How bout springs? F = kx, mount two opposite springs(actually 6) on a ball
then any accelleration will compress one and extent the other... the amount
of acceleration being proportional to the acceleration... i.e., F = ma = kx.
(with 3 axis you'll need a better algorith as it would depend on the
orientation(in this case it does too but I'm assuming lateral motion)).

I'm sure there are a bazillion ways... In fact somehow they do it with very
small chips using ingenious methods. I'm sure it can be done for a few
dollars?

Knowing the minimum high at which the device could potentially break would
help. If its in free fall(and not thrown) from 1 feet then it will take
about 0.35 s to hit the ground so one does not actually have to sample at a
high rate(well, depends on what this guy wants to do).

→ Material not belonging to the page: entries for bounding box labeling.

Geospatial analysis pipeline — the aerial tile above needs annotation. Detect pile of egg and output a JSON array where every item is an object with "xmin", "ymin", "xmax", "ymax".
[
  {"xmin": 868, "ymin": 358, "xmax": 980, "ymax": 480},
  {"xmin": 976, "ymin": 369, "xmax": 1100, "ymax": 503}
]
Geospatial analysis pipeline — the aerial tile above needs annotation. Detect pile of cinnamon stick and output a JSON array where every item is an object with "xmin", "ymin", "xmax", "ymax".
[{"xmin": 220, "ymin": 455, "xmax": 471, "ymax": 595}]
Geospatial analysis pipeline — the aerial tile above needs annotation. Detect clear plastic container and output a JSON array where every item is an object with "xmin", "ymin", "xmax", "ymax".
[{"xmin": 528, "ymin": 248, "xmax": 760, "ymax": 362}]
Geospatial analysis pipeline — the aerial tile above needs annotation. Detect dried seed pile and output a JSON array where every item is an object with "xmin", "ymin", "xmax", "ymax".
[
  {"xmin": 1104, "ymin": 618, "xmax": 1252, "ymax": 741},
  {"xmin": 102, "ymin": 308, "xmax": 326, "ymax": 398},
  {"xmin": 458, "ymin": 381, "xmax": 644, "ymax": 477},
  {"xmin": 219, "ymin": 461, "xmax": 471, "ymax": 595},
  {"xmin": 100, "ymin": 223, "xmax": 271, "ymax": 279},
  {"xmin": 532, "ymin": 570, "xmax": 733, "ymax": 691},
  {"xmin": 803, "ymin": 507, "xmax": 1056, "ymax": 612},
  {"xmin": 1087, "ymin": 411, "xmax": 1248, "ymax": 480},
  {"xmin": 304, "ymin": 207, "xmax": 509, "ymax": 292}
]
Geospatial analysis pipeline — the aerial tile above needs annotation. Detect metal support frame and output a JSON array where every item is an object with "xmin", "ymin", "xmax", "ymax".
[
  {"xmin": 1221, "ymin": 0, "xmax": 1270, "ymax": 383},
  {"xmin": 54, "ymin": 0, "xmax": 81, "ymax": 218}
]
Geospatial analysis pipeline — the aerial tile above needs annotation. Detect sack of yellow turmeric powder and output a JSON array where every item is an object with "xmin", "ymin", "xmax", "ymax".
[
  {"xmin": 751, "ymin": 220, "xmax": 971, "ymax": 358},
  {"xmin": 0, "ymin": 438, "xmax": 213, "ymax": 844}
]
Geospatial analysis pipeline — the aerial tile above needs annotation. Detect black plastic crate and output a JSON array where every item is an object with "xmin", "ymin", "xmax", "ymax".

But seriously, I don't see what real damage could come from a handheld made
of solid gold. What if it is dropped? Why does it matter? Does the gold
really know its in free fall?
 
J

Jon Slaughter

Jan 1, 1970
0
Jon Slaughter said:
How bout springs? F = kx, mount two opposite springs(actually 6) on a
ball then any accelleration will compress one and extent the other... the
amount of acceleration being proportional to the acceleration... i.e., F =
ma = kx. (with 3 axis you'll need a better algorith as it would depend on
the orientation(in this case it does too but I'm assuming lateral
motion)).

(I'm not actually saying this is a good method... I imagine it would work on
a large scale with precision components but I'm sure it probably doesn't
beat your standard accelerometers in cost, size, and accuracy)
 
J

Jon Slaughter

Jan 1, 1970
0
Ecnerwal said:
Well, the disgustingly easy method won't do timestamps. It is however
small, cheap enough to stick on a cardboard box, and reliable - with no
batteries at all.

http://www.drypak.com/SWLabelSelectionGuide.pdf

This will monitor, but could miss an event depending on logging
interval, which trades off with battery life. Could probably arrange to
OEM the guts to cut the size down (take out of waterproof package). Also
rather low-range for you, I guess (+-3G)

http://www.onsetcomp.com/solutions/products/loggers/_showloggerfamily.php
5?lf=37&view=2

A bit large for you, but otherwise seems to do what you want:

http://www.inotek.com/Catalog/madgetech4re.html

Eggs are a good source of accelerometers too... although they don't actually
test acceleration ;/
 
S

Spehro Pefhany

Jan 1, 1970
0
Argh, beat me to it! But there's really no "dropping" on a space
station, is there???

It's sort of in free-fall continuously.